Resent(i)ment Analysis (HackMIT 2017)
(Screenshot generated using mock data)
Virtually no one would disagree with the claim that our nation has become more ideologically divided in recent years, and the idea that this division has led to more inflammatory discourse on the internet is equally uncontroversial. What may be less apparent to many people is the way that public figures--journalists, politicians, celebrities--have become a target of increasingly rancorous speech, as well as the ways in which some demographics are more at risk of this kind of harassment than others.
With this project, we seek to make it trivially easy for an online activist to point out abusive behavior, especially when it manifests itself in a biased way. Using Baidu's Paddle deep learning framework, we trained a sentiment analyzer on public Wikipedia datasets on personal attacks and aggression in online dialogue. We then developed a webapp to allow users to infer the presence of strongly positive or negative language on the Facebook profiles of public figures.
The code for training our Paddle sentiment analysis model can be found in
server/train.ipynb. Much of the code is adapted from the open-source PaddlePaddle book, although we did significant work (with the support of Baidu engineers over Slack during HackMIT) to be able to train the model ourselves on the Wikipedia datasets as well as modify the neural network architecture to output a sentiment 'rating' rather than a binary classification.
After training the model on an AWS instance separate from our server setup, we copied over the topology and parameter files and set up an inference server that could be easily accessed by our web backend. Again, we consulted the PaddlePaddle book section on using pre-trained models.
We implemented an interactive data visualization webapp to explore the results of our sentiment analysis. The frontend was built using React using vanilla CSS and JS, with graphical visualizations implemented in D3. The interface contains two text boxes which can be used to search for two public figures to compare. After typing in a name, the webapp queries our server, which then searches Facebook for matching pages. The user can then select a result for analysis.
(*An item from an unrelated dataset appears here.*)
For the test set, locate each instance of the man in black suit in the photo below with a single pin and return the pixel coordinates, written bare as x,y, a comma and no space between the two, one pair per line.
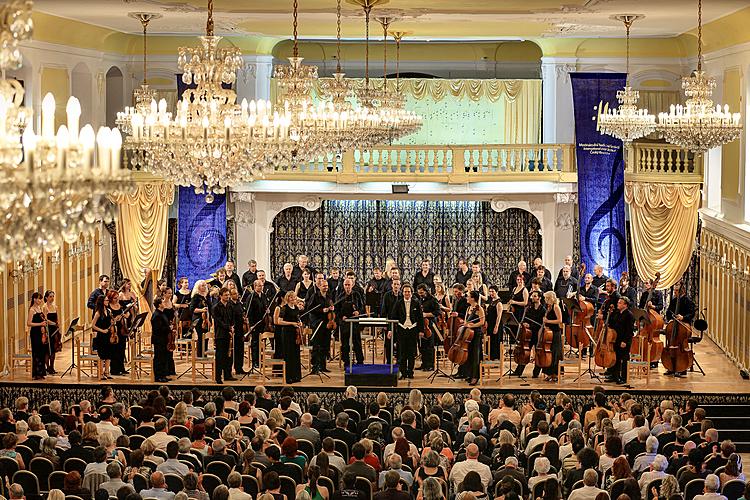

Our server then loops through the most recent posts by the page, retrieving a large batch of top comments for each post, as sorted by Facebook's comment ranking algorithm. Each comment is fed through our sentiment analysis server over its HTTP endpoint and given a score. These individual scores, for all fetched comments on all fetched posts, are then returned back to the client.
On the frontend, we collect all comment scores for each given post and display them in a smoothed histogram. We use kernel density estimation to produce a smooth line representing the distribution of sentiment scores and render this using D3.
We found that the standard Facebook Graph API was too limited for the analysis we intended to do. It was unable to return posts and comments, even when public, from many prominent pages. To circumvent this issue, we implemented a scraper which instead retrieves the data page-by-page from the Facebook mobile website. While this method was able to successfully retrieve the data we needed, it remains inefficient and slow to run.